For the first, the validator sees the bytes \xED\xA0\x80 and complains 
"utf8 "\xD800" does not map to Unicode".
For the second, the validator sees the bytes \xC1\xAA and complains 
"utf8 "\xC1" does not map to Unicode".

Given the differences I believe one of the two has to be incorrect.  In 
the first, the validator is complaining about \xD800, which is a numeric 
representation after 'decoding' three bytes as UTF-8.  In the second, 
the validator is complaining about \xC1, which is not the numeric 
representation after decoding anything but is rather the first octet 
encountered which is not part of a valid UTF-8 character.
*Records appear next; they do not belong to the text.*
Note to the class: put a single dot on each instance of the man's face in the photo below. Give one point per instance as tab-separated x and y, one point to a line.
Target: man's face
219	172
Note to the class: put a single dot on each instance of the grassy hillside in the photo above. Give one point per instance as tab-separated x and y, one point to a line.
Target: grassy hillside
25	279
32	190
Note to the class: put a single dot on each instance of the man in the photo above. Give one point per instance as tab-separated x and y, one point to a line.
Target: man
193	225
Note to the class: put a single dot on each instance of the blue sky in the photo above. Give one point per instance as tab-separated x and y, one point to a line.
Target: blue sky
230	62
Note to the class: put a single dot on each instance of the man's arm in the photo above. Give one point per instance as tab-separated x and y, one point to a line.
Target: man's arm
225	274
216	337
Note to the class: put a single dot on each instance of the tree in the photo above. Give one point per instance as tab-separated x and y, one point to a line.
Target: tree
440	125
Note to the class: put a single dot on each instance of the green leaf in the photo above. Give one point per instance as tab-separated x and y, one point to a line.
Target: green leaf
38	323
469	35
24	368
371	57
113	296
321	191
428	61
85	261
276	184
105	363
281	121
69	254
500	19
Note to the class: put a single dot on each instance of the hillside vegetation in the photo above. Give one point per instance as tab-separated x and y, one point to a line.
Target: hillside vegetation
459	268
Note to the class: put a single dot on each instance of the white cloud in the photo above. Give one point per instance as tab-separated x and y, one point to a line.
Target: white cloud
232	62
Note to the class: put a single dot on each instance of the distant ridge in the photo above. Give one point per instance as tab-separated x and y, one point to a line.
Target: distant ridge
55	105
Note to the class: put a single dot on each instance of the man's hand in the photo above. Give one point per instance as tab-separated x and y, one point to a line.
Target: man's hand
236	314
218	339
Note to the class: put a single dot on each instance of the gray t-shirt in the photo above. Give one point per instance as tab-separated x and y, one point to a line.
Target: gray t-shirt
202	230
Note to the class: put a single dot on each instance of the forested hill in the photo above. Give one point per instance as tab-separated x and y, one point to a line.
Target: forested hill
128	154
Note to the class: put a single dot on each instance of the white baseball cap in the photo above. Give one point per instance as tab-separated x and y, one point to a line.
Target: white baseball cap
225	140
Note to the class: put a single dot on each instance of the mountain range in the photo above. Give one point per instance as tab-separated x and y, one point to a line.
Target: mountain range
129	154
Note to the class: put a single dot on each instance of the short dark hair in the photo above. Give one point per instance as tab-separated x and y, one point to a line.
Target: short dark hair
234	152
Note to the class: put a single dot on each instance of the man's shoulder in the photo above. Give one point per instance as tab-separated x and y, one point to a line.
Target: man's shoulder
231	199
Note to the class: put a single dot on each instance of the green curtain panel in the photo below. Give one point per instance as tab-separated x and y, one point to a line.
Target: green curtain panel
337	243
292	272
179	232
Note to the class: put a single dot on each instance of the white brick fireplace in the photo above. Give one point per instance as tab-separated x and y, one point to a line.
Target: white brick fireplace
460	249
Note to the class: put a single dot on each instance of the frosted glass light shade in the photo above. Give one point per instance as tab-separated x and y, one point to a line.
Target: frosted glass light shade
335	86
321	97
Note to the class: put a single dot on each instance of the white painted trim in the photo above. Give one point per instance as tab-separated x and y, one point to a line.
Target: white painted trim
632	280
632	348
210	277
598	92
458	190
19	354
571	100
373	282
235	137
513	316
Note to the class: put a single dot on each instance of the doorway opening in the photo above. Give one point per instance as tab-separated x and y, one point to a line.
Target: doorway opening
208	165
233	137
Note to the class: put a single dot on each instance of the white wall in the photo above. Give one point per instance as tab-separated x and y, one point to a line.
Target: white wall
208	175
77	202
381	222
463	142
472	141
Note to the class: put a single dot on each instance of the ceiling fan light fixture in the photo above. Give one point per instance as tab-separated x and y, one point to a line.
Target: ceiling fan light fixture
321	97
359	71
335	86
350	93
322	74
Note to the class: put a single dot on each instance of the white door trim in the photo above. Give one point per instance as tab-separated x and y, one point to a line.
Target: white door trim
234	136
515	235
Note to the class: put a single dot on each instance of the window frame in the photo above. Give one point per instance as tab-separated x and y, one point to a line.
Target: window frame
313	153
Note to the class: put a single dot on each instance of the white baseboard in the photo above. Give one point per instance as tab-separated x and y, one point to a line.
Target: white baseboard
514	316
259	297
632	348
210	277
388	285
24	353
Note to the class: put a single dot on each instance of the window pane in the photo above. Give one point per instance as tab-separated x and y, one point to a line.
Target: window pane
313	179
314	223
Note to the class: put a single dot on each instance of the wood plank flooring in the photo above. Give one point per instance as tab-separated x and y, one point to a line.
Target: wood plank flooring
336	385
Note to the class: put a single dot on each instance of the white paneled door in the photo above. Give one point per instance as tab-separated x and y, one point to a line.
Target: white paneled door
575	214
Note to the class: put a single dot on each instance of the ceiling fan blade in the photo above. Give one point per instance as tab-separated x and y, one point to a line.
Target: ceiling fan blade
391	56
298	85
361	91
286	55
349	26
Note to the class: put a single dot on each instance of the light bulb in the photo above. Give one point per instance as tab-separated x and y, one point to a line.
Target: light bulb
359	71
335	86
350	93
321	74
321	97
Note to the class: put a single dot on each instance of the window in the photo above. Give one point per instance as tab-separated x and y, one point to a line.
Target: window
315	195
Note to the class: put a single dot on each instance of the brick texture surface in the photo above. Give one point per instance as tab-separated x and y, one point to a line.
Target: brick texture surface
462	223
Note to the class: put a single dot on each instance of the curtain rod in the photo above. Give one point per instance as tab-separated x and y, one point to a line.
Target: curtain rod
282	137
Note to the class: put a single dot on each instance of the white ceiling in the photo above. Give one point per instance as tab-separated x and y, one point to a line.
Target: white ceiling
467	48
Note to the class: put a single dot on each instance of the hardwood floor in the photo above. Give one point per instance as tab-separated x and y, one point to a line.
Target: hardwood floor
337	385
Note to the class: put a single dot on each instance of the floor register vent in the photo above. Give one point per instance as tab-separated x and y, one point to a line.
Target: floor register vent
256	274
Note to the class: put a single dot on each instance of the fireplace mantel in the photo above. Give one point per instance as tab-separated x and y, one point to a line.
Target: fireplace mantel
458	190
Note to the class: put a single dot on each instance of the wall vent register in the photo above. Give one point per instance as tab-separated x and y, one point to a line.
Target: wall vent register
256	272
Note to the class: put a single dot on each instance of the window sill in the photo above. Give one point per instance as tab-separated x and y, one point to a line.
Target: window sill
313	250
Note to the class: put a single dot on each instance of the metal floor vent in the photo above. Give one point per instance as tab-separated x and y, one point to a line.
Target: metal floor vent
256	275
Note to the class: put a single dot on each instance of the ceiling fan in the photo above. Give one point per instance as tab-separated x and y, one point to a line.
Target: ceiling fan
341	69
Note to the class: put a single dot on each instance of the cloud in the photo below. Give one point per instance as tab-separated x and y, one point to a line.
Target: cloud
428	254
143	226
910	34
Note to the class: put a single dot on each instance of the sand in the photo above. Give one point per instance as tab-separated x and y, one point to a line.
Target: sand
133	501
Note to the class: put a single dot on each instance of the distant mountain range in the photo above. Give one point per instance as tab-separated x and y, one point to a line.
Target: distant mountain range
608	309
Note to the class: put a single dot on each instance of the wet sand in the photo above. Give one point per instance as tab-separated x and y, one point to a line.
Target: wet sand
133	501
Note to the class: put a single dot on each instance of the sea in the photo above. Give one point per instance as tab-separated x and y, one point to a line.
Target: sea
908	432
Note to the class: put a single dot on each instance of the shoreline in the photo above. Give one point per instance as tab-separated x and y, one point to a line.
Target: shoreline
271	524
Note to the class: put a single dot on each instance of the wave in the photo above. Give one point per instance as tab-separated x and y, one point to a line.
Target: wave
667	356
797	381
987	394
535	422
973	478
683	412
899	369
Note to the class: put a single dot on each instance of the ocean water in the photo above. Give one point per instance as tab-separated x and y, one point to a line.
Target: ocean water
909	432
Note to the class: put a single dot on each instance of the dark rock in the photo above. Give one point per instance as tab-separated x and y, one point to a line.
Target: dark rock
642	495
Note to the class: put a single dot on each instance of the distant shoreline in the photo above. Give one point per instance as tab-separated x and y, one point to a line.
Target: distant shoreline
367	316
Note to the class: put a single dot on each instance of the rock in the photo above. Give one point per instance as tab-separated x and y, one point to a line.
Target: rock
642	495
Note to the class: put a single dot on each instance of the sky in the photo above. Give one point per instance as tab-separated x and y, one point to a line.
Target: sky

It was my interpretation that the incorrect one was the second one.  I 
believe the error messages should be more like:

1: "utf8 "\xD800" does not map to Unicode".
2: "octet "\xC1" is not the start of a UTF-8 character".
>
> I don't know what you expect the data to contain, but the text editors 
> that I use don't correct "overlong forms".
>   
I included that as a side note.  The text editor I used was PSPad, which 
kept silently correcting \xC1\xAA to \x3A (the letter j) without letting 
me know, making testing difficult.  More concerning was that tools such 
as the WDG validator also silently converted it to another character and 
did not complain or count it as an error.  But that is of course a 
separate issue.
>
> What makes you think so? If I test a page containing \xC1 \xAA and 
> declared as UTF-8, the validator simply reports as quoted above, so it 
> only reports the first offending octet. The idea, I guess, is that this 
> is low-level data error that should be inspected using a text editor 
> suitable for the job, rather than a markup validator. The data would 
> equally be in error if claimed to be UTF-8 encoded plain text.
>   
Essentially, the first error was that the parser found that the UTF-8 
value \xD800 was not a valid Unicode character, and the second error was 
that the parser found that the octet \xC1 was not the first byte of a 
valid UTF-8 value.  The error messages don't give this distinction.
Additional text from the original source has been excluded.